Bitcoin price has retreated back to the mid $19,000s, following a seemingly powerful advance yesterday to as high as $20,446.
Top-20 altcoins have taken small hits across the board, as Ethereum drops 1%, BNB loses less than 1% and XRP falls 2% over the last 24 hours. Polygon stands out with a 5% gain.
The Financial Policy Committee (FPC) of the Bank of England has called for increased crypto regulation in a new stability report, pointing to the recent market tumble.
The report cited liquidity problems and leverage as causing an amplification in price drops in recent months, however also claimed that crypto does not pose an immediate risk to the financial system.
Stablecoins in particular were identified as requiring additional oversight, with the FPC highlighting differences in risk between holding them vs. regular fiat currency.
Lending platform Nexo has signed a term sheet with Singapore-based Vauld, another crypto lending company that is in distress.
The term sheet provides Nexo with a 60-day exclusive due diligence period, during which it can decide whether or not to purchase Vauld outright. Vauld recently suspended all withdrawals and activity on its platform, as it looks to restructure.
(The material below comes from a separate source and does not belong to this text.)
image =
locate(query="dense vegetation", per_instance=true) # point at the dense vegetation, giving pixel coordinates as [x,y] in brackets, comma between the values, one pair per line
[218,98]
Nexo has been working with Citigroup to acquire other crypto lenders that have found themselves in trouble due to market conditions as of late.
The latest Week OnChain report by blockchain analytics firm, Glassnode, claims that market "tourists" are vanishing from holding Bitcoin, leaving only long-term holders in the ecosystem.
According to the firm, current activity on the network is equivalent to levels at the worst part of the bear market in 2018 and 2019, while accounts with small balances are rapidly increasing – accumulating at a rate of more than 60,000 BTC per month.